My view of London from Primrose Hill a couple days back. (Rachel Poletick/Instagram) |
This time four years ago, I was in a position not too far off from where I am now. Within the same time zone. In the same postcode area, even. And with a similar goal in mind: fulfilling a dream of living in London (if only temporarily).
Back then I was a student starting a three month study abroad program in the city. As exhilarated as I was, on some level I was also frightened. For the first time I was not only at a distance from my family, but an entire ocean away on a foreign continent. London had long felt like a second home to me, but the homesickness was undeniable and the culture shock was almost immediate.
One of my first days in the country, I asked a server at a restaurant for silverware. That's when I saw something I'd never before seen in England: the blank expression of an apparent language barrier. She asked me to repeat what I needed. I looked at her confused, "Silverware? A fork, knife, spoon?" She corrected me, "Oh, cutlery." And I felt like a baby learning to walk for the first time. I stumbled, and would likely do so again, but soon I'd be at it like an old pro.
The strangeness of moving to a new city on one's own is a special kind of awkwardness. No matter where you're from and where you're going, the learning curve is evident from the moment you step foot in a new apartment or walk down the street looking for the best place to get toothpaste. In one way or another, you will feel lost.

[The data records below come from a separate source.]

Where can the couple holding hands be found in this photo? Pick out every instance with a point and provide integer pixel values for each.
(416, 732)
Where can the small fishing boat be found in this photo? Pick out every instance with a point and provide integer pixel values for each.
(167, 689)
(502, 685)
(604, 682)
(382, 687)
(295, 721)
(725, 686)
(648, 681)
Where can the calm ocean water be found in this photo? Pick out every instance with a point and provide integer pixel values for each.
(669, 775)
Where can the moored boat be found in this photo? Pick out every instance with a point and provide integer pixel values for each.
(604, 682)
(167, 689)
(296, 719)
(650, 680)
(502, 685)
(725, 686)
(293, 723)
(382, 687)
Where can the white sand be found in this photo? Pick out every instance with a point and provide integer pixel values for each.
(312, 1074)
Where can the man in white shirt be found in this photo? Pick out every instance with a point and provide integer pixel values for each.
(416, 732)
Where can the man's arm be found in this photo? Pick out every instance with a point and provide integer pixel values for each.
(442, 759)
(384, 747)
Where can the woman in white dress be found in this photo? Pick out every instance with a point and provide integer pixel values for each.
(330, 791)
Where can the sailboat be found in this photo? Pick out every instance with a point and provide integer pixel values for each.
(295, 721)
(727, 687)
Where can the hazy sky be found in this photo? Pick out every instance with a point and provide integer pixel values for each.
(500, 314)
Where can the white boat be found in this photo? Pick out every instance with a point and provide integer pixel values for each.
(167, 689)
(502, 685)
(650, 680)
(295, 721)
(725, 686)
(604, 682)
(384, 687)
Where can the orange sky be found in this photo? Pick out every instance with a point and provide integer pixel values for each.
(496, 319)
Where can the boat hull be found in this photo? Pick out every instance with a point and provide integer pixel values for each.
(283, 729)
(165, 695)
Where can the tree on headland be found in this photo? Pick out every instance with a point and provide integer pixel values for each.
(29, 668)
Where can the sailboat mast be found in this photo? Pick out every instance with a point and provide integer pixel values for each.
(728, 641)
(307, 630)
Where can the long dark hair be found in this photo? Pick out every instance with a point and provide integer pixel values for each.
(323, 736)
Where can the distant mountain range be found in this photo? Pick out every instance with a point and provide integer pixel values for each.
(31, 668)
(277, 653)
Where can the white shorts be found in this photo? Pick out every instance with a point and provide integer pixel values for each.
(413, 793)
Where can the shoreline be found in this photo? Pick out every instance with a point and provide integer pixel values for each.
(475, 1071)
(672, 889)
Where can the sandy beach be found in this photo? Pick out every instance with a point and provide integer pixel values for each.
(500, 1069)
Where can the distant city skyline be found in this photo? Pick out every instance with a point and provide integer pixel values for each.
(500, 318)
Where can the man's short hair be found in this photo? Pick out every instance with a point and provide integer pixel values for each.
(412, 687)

That is where I am right now. Despite the familiarity of my surroundings, the comfort I have with most of the necessities of London life, having returned to spend three months here I find myself running into cultural disconnects: forgetting to switch on the electrical outlets and unplugging my phone only to realize it hasn't been charging the last hour and a half, or watching pedestrians speed through busy intersections and remembering that jaywalking isn't illegal in the United Kingdom.
Other aspects of live here feel so familiar it's like I never actually left (though, just for clarity's sake, I did leave after three months in 2012. Please don't misread, immigration officers!): the paths I would take to get to favorite spots in the city, the aisles where I'd find particular foods at my local Sainsbury's. Some things never leave you.
Most of my week since arriving in this beautiful city on Monday has been spent running errands and exploring places I once knew. While four years is a long time to have come and gone, I strangely feel as though not much has changed at all.
Still, as I venture on into the next few months I hope I do find things have changed, that my perspective has broadened and that my connection to the city is even deeper and more personal. I plan to take this blog along with me in my journey toward discovery. Whether or not I keep it updated every day like I did four years ago, I can't promise. A time machine can only relive the past, it cannot change the present.